Paniker didn’t have a job and made ends meet mostly by doing heartbreaking commercial work. Once in a while he was able to sell his watercolour landscapes to aesthetically undemanding English civil servants, who bought them more for sentimental, nostalgic reason rather than for any aesthetic needs. I was still a student at the Art School and my main source of income was selling an occasional painting and broadcasting flute recitals on All India Radio once in two months.
Paniker’s sensibility after finishing school, both as a man and as an artist, had undergone a devastating change. He was no longer the bright, optimistic and witty person he used to be.
One afternoon, Paniker and I sat on the balcony sipping tasteless tea. “You know, Sushil,” Paniker said. “I think I’m finished, finished as a man, finished as an artist. I feel so terribly worthless.”
“Come on, don’t be so melodramatic. What in hell is the matter with you? What’s bugging you?”
“I’m not being melodramatic at all. I’m telling you the honest truth. Have you seen me even pick up the brush lately?”
“No, but that’s because you have been feeling depressed. One of your usual, moody, low spells. You’ll snap out of it soon enough.”
“Not so simple this time, I’m afraid. I can’t paint even if I want to. I’ve terrible tremor in my right hand. I can hardly hold a brush, let alone paint.”
“Listen, you must see a doctor. I’m sure something can be done about it. Let’s go and see Doctor Krishna Pillai today.”
“No it’s useless. It’s not physical. It has something to do with my mind. I’ll never be able to paint again.”
“Nonsense, you’ve another hand, haven’t you? Some time ago I read about an artist in America who became a paraplegic after a car accident. He now uses his teeth to hold a brush. You’re much better off. Try to paint with your left hand.”
So it was that Paniker started to paint with his left hand. At the outset it was rough going. I remember him with a brush in his left hand standing before the canvas and murmuring to himself, ‘Steady lad, steady’ and then trying to paint which obviously required tremendous mental and physical effort. But slowly he overcame his handicap and, after a while, was able to paint with his left hand as well as he did before with his right hand. Paniker had a strong will and a tremendous drive to be successful.
* * *
One evening, Paniker and I were in Devi Prosad’s studio admiring his latest mixed media painting, The Defender of The Faith, when a message from the Director of Industries was delivered to him.
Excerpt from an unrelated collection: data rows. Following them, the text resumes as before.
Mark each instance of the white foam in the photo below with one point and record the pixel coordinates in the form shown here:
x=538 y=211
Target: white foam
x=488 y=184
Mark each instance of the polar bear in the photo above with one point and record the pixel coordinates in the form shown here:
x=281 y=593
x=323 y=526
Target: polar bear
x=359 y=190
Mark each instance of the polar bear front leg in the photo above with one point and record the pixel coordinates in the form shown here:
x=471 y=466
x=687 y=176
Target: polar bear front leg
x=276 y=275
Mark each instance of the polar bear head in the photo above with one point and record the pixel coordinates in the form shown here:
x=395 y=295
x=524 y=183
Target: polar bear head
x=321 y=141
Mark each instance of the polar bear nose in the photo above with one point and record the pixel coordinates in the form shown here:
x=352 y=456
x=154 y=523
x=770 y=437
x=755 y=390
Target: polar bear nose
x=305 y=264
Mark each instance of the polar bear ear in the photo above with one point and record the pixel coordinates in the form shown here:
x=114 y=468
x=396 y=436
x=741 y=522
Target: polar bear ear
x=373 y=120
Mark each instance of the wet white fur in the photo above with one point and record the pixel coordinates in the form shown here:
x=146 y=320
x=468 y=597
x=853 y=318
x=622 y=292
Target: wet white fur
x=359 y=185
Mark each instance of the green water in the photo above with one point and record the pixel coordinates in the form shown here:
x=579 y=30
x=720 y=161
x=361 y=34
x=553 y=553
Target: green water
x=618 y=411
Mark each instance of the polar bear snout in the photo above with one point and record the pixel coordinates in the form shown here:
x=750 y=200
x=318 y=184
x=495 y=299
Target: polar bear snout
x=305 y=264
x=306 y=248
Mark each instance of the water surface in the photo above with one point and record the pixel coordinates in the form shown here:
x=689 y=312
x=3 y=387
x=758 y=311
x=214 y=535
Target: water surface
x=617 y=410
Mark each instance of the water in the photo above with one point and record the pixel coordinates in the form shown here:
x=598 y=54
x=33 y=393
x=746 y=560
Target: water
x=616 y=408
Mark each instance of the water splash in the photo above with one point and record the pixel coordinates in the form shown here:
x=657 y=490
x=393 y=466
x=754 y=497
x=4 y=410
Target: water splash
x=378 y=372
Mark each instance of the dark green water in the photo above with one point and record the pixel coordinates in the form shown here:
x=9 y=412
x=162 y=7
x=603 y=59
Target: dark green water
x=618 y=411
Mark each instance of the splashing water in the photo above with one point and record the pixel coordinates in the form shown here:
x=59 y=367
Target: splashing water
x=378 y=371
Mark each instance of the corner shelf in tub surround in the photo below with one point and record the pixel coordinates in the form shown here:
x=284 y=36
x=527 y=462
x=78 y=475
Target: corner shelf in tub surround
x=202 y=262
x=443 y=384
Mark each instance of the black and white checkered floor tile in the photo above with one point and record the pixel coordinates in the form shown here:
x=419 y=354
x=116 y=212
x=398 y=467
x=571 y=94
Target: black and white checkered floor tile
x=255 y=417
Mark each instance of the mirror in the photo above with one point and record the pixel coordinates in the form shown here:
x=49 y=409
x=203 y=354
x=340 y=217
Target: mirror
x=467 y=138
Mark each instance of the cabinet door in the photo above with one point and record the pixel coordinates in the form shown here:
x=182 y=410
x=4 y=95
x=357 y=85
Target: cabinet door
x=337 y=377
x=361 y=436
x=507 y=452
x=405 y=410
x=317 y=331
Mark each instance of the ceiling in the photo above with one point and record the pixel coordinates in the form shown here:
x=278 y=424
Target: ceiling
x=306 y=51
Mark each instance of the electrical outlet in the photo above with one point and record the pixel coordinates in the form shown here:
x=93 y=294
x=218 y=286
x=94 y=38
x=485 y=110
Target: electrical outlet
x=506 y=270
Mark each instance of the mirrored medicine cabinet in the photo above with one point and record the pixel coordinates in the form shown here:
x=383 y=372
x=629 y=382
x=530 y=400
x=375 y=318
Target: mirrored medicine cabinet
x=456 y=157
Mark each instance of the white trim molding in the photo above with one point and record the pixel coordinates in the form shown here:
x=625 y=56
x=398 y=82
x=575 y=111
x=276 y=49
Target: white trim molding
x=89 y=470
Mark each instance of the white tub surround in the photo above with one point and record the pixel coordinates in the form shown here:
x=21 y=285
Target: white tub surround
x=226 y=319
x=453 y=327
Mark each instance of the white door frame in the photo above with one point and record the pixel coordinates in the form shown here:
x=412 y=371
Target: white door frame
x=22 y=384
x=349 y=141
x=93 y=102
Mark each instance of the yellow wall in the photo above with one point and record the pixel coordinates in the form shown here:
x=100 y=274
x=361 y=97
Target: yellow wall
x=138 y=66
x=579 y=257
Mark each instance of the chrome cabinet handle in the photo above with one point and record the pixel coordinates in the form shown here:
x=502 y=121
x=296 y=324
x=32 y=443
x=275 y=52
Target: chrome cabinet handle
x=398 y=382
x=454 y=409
Devi Prosad read the letter and smiled, “I’m really glad. Finally they have approved it. It’s so difficult to convince those philistines in the Department of Industries. They think of The Art School as a waste of money.”
“What’s it, sir?” Paniker asked.
“Yes, yes, you should be interested, Paniker. They have finally approved of a new painting instructor’s post I’ve been fighting for a long time. It will be in the papers next week. Bring your application personally to me. You know I’ll do all I can for you, but do keep it a secret.”
For that one job, artists from all over India had sent in their applications. Jobs for artists were practically non-existent those days and for a serious painter, a job in an art school was like a dream come true. Artists, except for a very few successful ones, were considered the waifs and strays of society.
Among the applicants for the job were a few who were well known and had studied art abroad in England and France. Paniker became increasingly more despondent after submitting his application.
On the day the selection tests started, Paniker came to me and said, “Hey you pattar, put a little curd dot on my forehead for good luck. You may be bad Brahmin but a Brahmin after all and good friend I hope.” And so I put a little dot of curd on his forehead and he went off for the test.